During translational control, participants rated it difficult to move the US probe on the horizontal plane. This led to difficulties, especially when moving on the phantom surface, and affected imaging by loss of contact or resulted in unwanted, high contact forces on the phantom surface. The application of a pre-defined contact force after reaching the surface, like it was proposed in a work of Fang et al. [8], could address this problem. Moreover, participants evaluated it as challenging to perceive the given visual feedback (e.g., LED ring) and the US probe when looking at the US monitor. Hence, it is crucial to display all needed information in the user’s field of view. Therefore, it might be beneficial to unify the visualizations by, for example, displaying the feedback from the LED ring on the HoloLens or, as proposed in current research, displaying the ultrasound image in AR [19, 20]. Future work could also explore interfaces other than the HoloLens to address limitations such as interaction space and ergonomics. Moreover, the lack of haptic feedback during the control of the robotic US was criticized. To improve this, more precise information could be given about the applied contact force. One possibility would be displaying the applied contact force in the form of visual feedback, audio feedback [21] or, as mentioned before, the application of a pre-defined contact force [8].
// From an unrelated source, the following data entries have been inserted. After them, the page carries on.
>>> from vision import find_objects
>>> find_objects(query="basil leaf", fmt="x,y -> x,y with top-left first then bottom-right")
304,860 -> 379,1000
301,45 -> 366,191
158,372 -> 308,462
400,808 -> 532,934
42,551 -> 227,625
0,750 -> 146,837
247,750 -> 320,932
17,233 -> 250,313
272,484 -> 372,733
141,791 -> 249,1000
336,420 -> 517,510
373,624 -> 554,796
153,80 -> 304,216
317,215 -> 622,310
It is plausible that a number of limitations have influenced the results obtained. One limitation arising from the study design is that no quantitative values, for example regarding latency or registration accuracy, were collected. Although errors in this regard may be negligible, as no comments were made in the qualitative feedback, these factors should be investigated in the future. Additionally the study considered an isolated task from the elaborated workflow requiring interactive control of the robot. Autonomous robot actions, such as needle tracking and the manual needle insertion by the radiologist, were disregarded. As a result, the significance of the findings obtained from the study is only partially valid with respect to the integrability of the developed interface into a realistic workflow. Furthermore, the phantom needs to be adapted in such a way that it depicts realistic human anatomies to enable orientation that is as close to reality as possible. This fact was also mentioned by participants during the interview as a limiting constraint encountered during the study. Another limitation results from the sample. The participants in the study indicated that they had moderate experience in the application of US. Higher experience levels of participants could have an influence on the orientation during imaging, as well as the handling of the missing haptic feedback. Consequently, in further studies, participants with different levels of experience should be recruited to obtain more comprehensive feedback on clinical suitability and possibilities for improvement. In addition, a larger number of participants should be included in further studies to potentially allow for better generalizations.

Conclusion

This work involved the conception, development and evaluation of a touchless, multimodal user interface for interaction with a robotic US. Expert interviews were conducted to analyze the use case, which resulted in the identification of HRI tasks. The developed interface incorporates voice commands for discrete control, like mode selection and hand gestures, for the translational and rotational navigation of the robotic US probe. In a user study, the interaction concept was rated with an average usability. Results of the study moreover reveal future directions for improving the interaction concept. These include an integration of the missing haptic feedback and visualization of all needed information within the users’ field of view by, for example, displaying US images under AR. Therefore, this work has demonstrated that multimodal interaction has the potential to enable touchless, user-friendly control of robotic US, laying the foundation for future research on multimodal interaction for such systems in the medical field.

Supplementary information

This work is accompanying a supplementary video to demonstrate the implemented multimodal, touchless interaction methods which includes navigational and rotational control of a robotic US.